1. Rule 15.D.1 of SJWC's tariffs provides for the opportunity for refunds for costs advanced for distribution mains designed to meet the fire flow requirements set forth in Section VIII of GO 103. Since the costs at issue in this case have been advanced for a distribution main designed to meet, among other things, the fire flow requirements of GO 103, these costs are refundable under Rule 15.

2. In interpreting tariffs, the tariff language must be construed as a whole, and should be given a fair and reasonable construction that avoids absurd results or would render some part of the tariff a nullity.

3. Because Rule 15.D.1 specifically refers to mains designed to meet fire flow requirements, the specific references in section D.1 should prevail over the more general references in Rule 15.A.1.b.

4. Providing WTA the opportunity for refund of a portion of the funds it has advanced for the 16-inch water main is also consistent with the outcome in Humber v. North Gualala Water Co., D.93-09-007, 50 CPUC2d 629.

5. Pursuant to Humber, the Commission required refunds under Rule 15 not only when the extension accomplishes a system upgrade that the utility would be required to make in any event, but also when the extension will within a reasonable time permit service to developers of subsequent projects.

6. To the extent that WTA requests that the main extension agreement between it and SJWC be revised to provide for refund in appropriate circumstances of amounts advanced by WTA for construction of the 16-inch main, the relief requested in the complaint should be granted.

7. To the extent not otherwise agreed to by the parties, the pro-rata amount of the refund should be determined as follows.
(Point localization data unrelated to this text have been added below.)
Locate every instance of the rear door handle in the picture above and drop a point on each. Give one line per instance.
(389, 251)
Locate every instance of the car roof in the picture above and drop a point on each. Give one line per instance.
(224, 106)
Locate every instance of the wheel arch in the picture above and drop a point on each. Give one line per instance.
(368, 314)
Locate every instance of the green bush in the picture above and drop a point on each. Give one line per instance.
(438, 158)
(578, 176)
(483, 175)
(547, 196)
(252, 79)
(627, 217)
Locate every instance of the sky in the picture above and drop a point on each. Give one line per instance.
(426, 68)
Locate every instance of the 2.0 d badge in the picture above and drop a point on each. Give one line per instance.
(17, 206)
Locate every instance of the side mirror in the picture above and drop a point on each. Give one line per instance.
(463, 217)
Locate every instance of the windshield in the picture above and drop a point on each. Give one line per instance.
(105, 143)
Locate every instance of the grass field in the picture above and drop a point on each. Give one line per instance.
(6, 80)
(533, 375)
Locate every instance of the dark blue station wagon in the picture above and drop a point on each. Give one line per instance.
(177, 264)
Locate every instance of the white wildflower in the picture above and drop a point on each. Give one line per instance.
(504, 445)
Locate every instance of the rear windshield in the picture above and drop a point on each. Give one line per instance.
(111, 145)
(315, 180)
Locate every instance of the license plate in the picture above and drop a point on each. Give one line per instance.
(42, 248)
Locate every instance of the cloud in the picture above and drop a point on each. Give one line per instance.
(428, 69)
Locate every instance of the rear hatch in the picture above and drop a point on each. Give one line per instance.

The refund should be assessed on subsequent commercial users who, by use of the 16-inch main, obtain service that otherwise would not have been available absent the facilities contributed by WTA. The refund should be $13,200 per parcel as the parcels existed at the time of the hearings. If a development includes several parcels then the refund shall be $13,200 multiplied by the number of included parcels.

8. This decision should be made effective immediately so that the parties can promptly revise their main extension agreement.

ORDER

IT IS ORDERED that:

1. The complaint of WTA-Campbell Technology Park, LLC (WTA) against San Jose Water Company (SJWC) is granted insofar as it requests that refund provisions be included in the main extension agreement which SJWC prepared for service to WTA's property.

2. SJWC shall, within 30 days of the effective date of this decision, deliver a revised main extension agreement to WTA containing refund provisions substantially as follows: For a period of 10 years following completion of a 16-inch main to service WTA's Campbell Technology Park development, SJWC shall refund a pro-rata amount, reasonably determined, assessed on subsequent commercial users that obtain service through the 16-inch main that otherwise would not have been available absent the facilities contributed by WTA.

3. Subsequent refunds to WTA by SJWC, based on the refund provisions of the main extension agreement as revised pursuant to Ordering Paragraph 2, shall be determined as follows: unless otherwise mutually agreed to by SJWC and WTA, the pro-rata amount of the reasonably determined refund shall be $13,200 per parcel as the parcels existed at the time of the hearings. If a development includes several parcels, the refund shall be $13,200 multiplied by the number of included parcels.

4. Case 00-03-004 is closed.

This order is effective today.

Dated , at San Francisco, California.

4 The Commission prescribes the numbering and content of the rules contained in water utility tariffs. Rule 15 in different utilities' tariffs should not differ except in minor respects. SJWC does not argue that Humber is inapplicable here because SJWC's tariff language somehow differs from the tariff language in Humber. 5 SJWC assumes, as do we, that WTA arrived at $188.63 per frontage foot by dividing the cost of the main ($686,600) by the length of the main (3,640 feet). Assuming that the water main serves both sides of the street, the correct amount, according to SJWC, should be $94.31 per frontage foot.